A very wise person recently reminded me that camp is, in its own way, a living thing. The space that we inhabit, the buildings that get closed and opened each year have a history and a life that exists beyond our human participation in them. They bear witness to the passing of time and while we experience major life events here, so do they. Perhaps you were excited to return after finally shedding the awkwardness and poor haircut decisions of childhood when you had finally grow into your own as a senior; while in its own right, the barn underwent the transformative nature of a refurbished roof and felt that it was now showing its best self as you did. Or maybe your happiest memories here have been spent out at the Point so the equally well worn path and dock stand are testaments to the quiet moments and aimless Nature classes spent getting to know friends as well as the outdoors. Simply while camp is a part of our lives, we are equally a part of its.

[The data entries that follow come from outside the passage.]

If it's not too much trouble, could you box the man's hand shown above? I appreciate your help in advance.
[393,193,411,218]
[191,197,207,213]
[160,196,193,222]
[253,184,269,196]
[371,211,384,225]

To that end, I have recently begun to think about camp as if it were a bear that hibernates for much too long, one that goes to bed at the end of October only to wake up around the end of April, beginning of May. If this is the case, camp is only just starting to fully wake up. Sure, there is movement in those first few weeks but they are the grumpy, hesitant and not fully thought out movements of a still sleepy bear. Not all systems are functioning properly like the fuses that cease working in the Farmhouse or the questionable nature of the first stream of water that comes out of a faucet in the fields but after some wandering around and re-acclimating, bears inevitably remember how to be bears as camp remembers how to be camp. Bare platforms become tents, supplies tucked away for storage are hauled out for use again and, just as bear vacate their dens, we clear all of the boats out of the Old Dining Hall. So now that there is a flurry of activity and voices carrying across the fields, we can get down to the true duties of being a bear, letting out roars of laughter, chowing down on every blueberry bush in sight and stopping to lounge in the sun.